Abstract

Abnormal DNA methylation is a major early contributor to colon cancer (COAD) development. We conducted a cohort-based systematic investigation of genome-wide DNA methylation using 299 COAD and 38 normal tissue samples from TCGA. Through conditional screening and machine learning with a training cohort, we identified one hypomethylated and nine hypermethylated differentially methylated CpG sites as potential diagnostic biomarkers, and used them to construct a COAD-specific diagnostic model. Unlike previous models, our model precisely distinguished COAD from nine other cancer types (e.g., breast cancer and liver cancer; error rate ≤ 0.05) and from normal tissues in the training cohort (AUC = 1).

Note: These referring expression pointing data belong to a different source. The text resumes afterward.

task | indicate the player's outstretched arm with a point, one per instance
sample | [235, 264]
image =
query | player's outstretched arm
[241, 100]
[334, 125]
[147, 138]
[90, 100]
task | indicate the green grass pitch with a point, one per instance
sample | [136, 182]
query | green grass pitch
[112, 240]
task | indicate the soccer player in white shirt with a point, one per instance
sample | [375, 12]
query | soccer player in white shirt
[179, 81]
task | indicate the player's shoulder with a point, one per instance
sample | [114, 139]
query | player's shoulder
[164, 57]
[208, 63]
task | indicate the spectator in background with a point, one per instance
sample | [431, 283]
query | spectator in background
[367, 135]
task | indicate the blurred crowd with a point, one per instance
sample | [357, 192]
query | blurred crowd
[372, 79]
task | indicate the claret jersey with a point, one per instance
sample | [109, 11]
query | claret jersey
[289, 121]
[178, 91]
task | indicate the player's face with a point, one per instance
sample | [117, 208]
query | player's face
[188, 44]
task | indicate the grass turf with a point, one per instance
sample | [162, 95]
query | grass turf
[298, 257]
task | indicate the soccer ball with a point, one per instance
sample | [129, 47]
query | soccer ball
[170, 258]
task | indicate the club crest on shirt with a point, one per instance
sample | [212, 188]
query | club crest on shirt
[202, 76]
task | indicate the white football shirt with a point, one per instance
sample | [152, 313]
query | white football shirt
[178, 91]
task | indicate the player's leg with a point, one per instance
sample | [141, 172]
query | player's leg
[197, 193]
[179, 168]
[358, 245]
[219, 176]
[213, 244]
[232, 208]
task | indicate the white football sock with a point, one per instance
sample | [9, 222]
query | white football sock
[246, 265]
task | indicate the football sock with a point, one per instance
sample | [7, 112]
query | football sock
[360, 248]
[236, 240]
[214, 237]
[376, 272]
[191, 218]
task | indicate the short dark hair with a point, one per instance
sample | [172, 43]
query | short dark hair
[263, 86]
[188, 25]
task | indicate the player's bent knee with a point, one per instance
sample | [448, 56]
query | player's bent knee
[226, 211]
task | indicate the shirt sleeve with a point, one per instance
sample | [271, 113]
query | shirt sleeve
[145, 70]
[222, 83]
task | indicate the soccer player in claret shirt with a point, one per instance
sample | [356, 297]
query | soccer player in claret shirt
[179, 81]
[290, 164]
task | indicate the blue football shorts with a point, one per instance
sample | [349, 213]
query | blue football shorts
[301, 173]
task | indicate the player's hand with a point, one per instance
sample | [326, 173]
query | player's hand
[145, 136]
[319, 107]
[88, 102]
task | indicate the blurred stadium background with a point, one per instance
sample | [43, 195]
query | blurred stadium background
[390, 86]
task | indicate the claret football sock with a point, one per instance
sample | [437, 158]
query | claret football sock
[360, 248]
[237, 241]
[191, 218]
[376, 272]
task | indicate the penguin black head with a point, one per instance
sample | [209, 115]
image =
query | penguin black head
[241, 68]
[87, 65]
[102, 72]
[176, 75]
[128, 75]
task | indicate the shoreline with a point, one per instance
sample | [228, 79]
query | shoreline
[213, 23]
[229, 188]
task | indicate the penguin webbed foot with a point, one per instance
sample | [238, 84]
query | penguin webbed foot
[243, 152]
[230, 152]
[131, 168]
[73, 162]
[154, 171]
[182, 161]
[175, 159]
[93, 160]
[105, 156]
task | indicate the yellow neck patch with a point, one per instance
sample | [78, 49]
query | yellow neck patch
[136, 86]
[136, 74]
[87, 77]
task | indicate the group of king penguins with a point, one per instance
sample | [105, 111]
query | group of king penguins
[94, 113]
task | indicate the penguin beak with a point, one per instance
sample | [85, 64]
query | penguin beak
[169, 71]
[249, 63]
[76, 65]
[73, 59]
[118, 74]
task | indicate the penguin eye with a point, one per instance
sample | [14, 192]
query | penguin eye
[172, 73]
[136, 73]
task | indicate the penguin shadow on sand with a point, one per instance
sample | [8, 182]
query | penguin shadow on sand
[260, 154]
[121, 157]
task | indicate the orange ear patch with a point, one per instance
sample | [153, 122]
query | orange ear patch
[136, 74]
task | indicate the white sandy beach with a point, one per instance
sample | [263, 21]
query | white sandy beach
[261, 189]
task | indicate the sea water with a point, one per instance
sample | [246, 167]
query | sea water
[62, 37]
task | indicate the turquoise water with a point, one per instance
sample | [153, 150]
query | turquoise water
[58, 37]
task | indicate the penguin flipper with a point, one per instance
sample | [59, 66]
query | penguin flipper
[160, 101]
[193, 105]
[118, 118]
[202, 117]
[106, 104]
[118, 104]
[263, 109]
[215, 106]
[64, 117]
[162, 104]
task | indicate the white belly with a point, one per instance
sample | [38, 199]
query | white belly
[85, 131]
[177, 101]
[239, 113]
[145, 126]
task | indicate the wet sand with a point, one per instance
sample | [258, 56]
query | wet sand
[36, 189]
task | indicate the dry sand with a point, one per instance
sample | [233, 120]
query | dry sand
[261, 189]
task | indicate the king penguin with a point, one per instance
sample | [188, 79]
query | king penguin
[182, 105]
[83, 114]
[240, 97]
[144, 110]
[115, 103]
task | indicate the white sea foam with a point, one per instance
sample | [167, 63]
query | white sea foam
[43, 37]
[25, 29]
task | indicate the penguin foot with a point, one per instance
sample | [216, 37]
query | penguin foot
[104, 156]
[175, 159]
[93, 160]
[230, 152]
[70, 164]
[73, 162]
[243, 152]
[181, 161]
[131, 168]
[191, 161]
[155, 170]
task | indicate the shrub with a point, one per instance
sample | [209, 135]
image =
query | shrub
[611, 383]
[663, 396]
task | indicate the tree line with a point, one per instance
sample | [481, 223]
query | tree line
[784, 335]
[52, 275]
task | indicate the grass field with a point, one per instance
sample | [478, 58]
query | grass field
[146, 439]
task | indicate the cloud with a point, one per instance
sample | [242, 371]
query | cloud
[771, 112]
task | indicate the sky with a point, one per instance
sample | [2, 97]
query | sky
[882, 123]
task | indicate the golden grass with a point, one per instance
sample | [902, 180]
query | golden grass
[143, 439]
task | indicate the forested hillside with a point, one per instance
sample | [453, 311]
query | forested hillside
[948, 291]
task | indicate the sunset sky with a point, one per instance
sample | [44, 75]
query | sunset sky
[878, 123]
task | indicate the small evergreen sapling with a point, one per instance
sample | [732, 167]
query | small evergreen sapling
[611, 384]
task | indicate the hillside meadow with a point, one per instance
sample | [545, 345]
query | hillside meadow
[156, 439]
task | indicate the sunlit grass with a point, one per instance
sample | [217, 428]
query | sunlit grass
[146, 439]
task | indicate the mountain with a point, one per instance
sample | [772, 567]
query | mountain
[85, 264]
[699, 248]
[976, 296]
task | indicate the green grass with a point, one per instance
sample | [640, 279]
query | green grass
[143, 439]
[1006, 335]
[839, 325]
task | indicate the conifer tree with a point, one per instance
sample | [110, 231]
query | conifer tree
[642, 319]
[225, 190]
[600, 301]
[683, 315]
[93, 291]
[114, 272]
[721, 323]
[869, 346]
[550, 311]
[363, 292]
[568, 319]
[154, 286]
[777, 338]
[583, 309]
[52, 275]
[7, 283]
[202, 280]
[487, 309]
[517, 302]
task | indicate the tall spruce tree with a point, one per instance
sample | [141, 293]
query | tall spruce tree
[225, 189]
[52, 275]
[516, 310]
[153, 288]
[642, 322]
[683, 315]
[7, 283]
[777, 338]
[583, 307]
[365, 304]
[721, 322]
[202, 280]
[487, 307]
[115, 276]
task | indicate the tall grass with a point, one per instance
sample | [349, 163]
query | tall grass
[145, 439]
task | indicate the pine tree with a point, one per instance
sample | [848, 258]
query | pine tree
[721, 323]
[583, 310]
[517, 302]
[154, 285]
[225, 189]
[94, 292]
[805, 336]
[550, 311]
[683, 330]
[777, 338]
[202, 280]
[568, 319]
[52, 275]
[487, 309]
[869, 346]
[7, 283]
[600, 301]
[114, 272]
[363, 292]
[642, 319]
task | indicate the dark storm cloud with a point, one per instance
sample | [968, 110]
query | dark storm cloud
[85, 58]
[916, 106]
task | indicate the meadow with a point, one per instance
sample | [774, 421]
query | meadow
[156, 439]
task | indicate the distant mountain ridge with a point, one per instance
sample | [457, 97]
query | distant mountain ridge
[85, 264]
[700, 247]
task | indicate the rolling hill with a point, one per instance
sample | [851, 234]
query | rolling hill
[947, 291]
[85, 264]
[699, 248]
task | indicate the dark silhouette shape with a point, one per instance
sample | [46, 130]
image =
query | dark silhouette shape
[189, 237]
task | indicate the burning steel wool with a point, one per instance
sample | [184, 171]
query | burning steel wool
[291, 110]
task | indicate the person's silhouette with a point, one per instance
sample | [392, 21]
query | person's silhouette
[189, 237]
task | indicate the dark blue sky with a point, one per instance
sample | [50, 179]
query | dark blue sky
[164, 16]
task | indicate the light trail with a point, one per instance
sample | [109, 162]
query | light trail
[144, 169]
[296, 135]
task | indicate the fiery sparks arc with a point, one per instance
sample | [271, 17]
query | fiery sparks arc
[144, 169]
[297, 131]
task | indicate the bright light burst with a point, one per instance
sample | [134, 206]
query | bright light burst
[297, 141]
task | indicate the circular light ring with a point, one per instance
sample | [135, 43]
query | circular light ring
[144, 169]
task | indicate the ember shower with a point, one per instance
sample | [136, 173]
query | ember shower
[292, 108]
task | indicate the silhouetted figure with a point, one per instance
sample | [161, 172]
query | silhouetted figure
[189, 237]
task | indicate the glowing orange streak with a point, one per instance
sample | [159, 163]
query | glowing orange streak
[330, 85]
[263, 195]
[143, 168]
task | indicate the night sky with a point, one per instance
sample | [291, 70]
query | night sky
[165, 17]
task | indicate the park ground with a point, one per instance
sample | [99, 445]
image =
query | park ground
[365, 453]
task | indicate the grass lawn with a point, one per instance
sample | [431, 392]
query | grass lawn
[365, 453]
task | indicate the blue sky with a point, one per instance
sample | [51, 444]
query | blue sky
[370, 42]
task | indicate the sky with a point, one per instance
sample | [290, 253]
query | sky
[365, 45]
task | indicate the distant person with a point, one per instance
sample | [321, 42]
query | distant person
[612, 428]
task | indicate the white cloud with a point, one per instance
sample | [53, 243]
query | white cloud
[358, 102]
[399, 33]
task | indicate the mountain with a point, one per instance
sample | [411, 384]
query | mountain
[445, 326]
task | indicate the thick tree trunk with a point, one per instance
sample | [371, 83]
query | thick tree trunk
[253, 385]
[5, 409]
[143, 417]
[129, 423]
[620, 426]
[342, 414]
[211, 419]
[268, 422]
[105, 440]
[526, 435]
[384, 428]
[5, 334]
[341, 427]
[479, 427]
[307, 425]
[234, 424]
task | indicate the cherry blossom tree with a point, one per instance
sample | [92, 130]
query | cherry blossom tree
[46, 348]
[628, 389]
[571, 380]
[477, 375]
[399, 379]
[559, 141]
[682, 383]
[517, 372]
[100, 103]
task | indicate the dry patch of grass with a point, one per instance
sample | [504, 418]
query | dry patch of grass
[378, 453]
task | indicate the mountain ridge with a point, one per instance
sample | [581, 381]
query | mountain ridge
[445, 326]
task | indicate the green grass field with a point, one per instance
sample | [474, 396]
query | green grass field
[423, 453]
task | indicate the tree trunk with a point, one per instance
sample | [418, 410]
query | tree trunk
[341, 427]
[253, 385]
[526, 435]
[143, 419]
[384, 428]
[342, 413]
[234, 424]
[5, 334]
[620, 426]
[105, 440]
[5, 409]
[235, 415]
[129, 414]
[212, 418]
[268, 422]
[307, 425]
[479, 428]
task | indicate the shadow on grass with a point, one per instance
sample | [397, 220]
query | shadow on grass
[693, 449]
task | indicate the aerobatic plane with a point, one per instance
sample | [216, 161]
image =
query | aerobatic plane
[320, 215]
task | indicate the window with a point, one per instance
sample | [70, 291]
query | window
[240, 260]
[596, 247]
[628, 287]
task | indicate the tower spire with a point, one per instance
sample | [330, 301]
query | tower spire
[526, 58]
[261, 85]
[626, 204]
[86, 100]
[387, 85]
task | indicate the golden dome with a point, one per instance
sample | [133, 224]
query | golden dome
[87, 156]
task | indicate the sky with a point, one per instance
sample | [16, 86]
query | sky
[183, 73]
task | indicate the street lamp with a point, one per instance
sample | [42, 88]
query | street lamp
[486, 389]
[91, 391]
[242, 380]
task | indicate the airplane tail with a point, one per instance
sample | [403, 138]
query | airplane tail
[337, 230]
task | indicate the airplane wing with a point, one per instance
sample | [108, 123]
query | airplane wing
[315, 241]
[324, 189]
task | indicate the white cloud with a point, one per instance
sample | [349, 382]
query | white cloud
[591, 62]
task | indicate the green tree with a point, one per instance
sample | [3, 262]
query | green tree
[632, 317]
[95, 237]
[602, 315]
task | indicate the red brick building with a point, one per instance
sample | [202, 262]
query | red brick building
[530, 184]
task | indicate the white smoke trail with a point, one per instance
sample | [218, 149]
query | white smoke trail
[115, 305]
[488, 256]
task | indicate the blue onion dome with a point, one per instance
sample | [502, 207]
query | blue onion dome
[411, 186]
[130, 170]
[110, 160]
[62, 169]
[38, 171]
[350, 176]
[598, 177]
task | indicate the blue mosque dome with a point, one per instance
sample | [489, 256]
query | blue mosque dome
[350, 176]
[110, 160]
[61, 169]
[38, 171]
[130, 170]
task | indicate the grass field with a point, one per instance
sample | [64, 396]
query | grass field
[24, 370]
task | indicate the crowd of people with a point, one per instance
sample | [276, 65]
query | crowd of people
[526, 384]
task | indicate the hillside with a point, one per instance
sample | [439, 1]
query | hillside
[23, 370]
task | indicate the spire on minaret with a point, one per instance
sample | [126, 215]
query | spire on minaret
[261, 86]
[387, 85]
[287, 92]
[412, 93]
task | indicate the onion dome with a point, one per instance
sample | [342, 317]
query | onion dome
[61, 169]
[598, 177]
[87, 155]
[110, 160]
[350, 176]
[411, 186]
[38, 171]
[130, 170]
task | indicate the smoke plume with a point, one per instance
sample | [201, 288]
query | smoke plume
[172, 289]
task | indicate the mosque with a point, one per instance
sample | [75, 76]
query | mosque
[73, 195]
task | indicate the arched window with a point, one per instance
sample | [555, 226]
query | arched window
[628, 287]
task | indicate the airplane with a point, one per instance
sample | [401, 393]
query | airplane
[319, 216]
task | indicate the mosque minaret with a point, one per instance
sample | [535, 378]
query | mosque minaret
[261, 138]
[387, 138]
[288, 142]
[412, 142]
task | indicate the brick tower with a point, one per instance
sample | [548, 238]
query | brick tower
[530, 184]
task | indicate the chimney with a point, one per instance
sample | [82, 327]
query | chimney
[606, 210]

The diagnostic model was verified using a validation cohort from The Cancer Genome Atlas (AUC = 1) and five independent cohorts from the Gene Expression Omnibus (AUC ≥ 0.951). Using Cox regression analyses, we established a prognostic model based on six CpG sites in the training cohort, and verified the model in the validation cohort. The prognostic model sensitively predicted patients’ survival (p ≤ 0.00011, AUC ≥ 0.792) independently of important clinicopathological characteristics of COAD (e.g., gender and age). Thus, our DNA methylation analysis provided precise biomarkers and models for the early diagnosis and prognostic evaluation of COAD.